Abiy Ahmed's "The Green Legacy" initiative is planting billions of trees and promoting environmental awareness.
Ethiopia is the second most populous country in Africa, with a population of more than 120 million — half under the age of fifteen. Decades of poor farming practices and deforestation have caused massive soil erosion and left millions of Ethiopians vulnerable to drought, famine, and natural disasters. In order to address the impacts of climate damage, lead Ethiopia to a self-sustained economy, and restore forests and vegetation nationwide, Prime Minister Abiy Ahmed introduced The Green Legacy Initiative with the motto “Greener and Cleaner Ethiopia.” Its goal? Plant twenty billion trees in four years.

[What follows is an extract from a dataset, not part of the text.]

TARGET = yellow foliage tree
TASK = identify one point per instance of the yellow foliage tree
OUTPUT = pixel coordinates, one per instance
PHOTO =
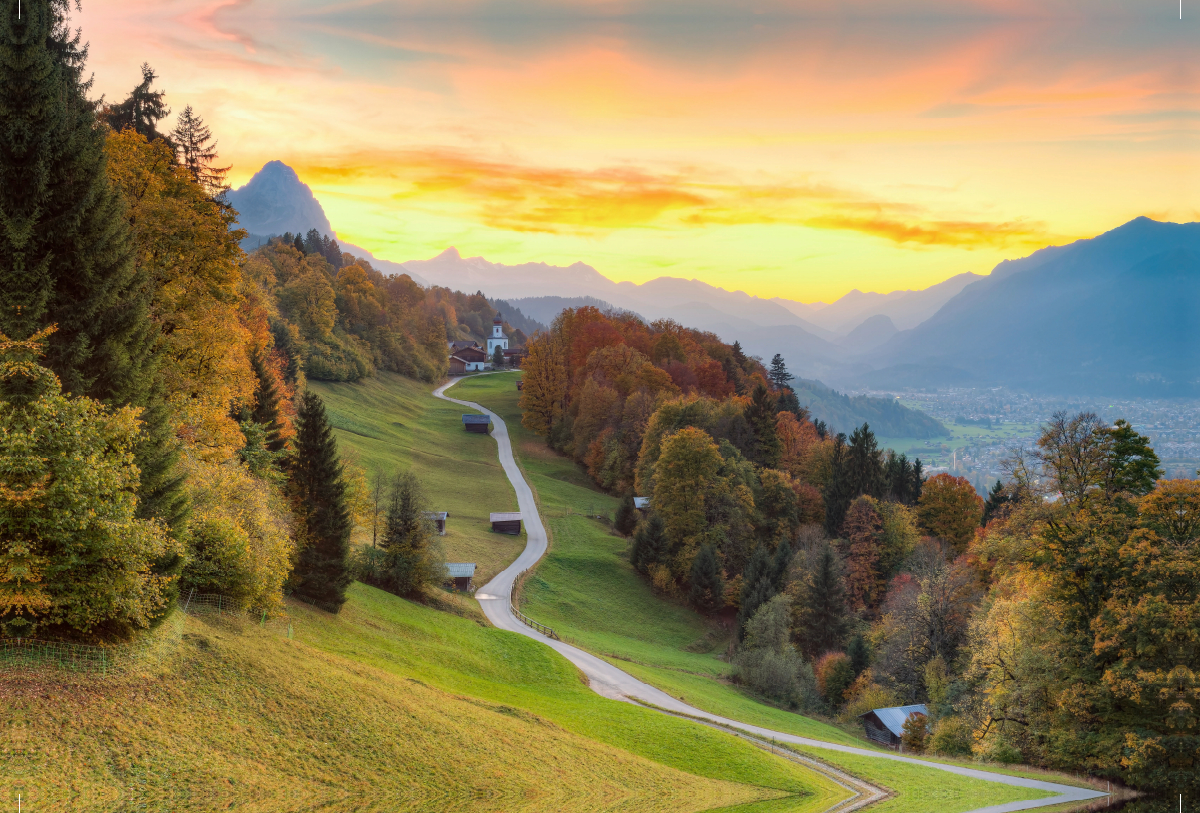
(189, 246)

On the first day of the initiative in May 2019, millions of Ethiopians participated in the effort to help Ethiopia break the tree planting world record, with a total of 350 million trees planted in one day. The campaign was heavily promoted on television, radio, and social media, encouraging the people of Ethiopia to plant trees in their neighborhoods, workplaces, and schools.
This movement is part of the Climate Resilient Green Economy (CRGE) strategy endorsed by Ethiopia in 2011, with an aim to achieve food security, improve farming practices, and reduce climate vulnerability by 2030. Along with the green legacy movement, Ethiopia also plans to rely mainly on renewable energy for electricity once the GERD dam — the largest in Africa — is up and running. (It’s now ninety percent completed.)

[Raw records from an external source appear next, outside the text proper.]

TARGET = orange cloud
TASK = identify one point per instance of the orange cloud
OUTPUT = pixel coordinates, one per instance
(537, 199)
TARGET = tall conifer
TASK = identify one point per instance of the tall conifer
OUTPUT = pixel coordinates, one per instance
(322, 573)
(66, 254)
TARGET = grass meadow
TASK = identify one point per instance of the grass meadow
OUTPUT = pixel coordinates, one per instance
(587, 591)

The Green Legacy Initiative has been rolled out in thirteen different regions in Ethiopia, all of which have reached or surpassed their annual targets and exceeded the overall first phase target by planting twenty-five billion trees by mid-2023. The government hosted dozens of educational campaigns and contests across all regions (rural and urban), sent millions of seedlings to be planted by locals in their communities, And gave instructions to community members on how to take care of their trees after planting them.
The government hired workers — mostly women and students — to count the planted trees, carry out the campaigns, and promote the Green Legacy initiative in their regions. People who plant trees privately have also been encouraged to report their numbers to their local sub-cities. According to government statistics, fifty-two percent of the trees are agroforestry species, the survival rate of seedlings planted across the country is above eighty-five percent, and when seedlings have not survived, people have planted more than ten million seedlings to replace them.
Ethiopia is home to the African Union and the United Nations Economic Commission for Africa, and the Prime Minister also invited ambassadors, embassies, diplomats, and public figures to participate in the initiative and spread awareness to the country’s large expat community here.
Ethiopia’s Green Legacy initiative shows the large impact that small steps can have on communities — using only local resources and manpower. What’s next? With the first phase completed, the government is now aiming to plant an additional thirty billion trees in the coming four years.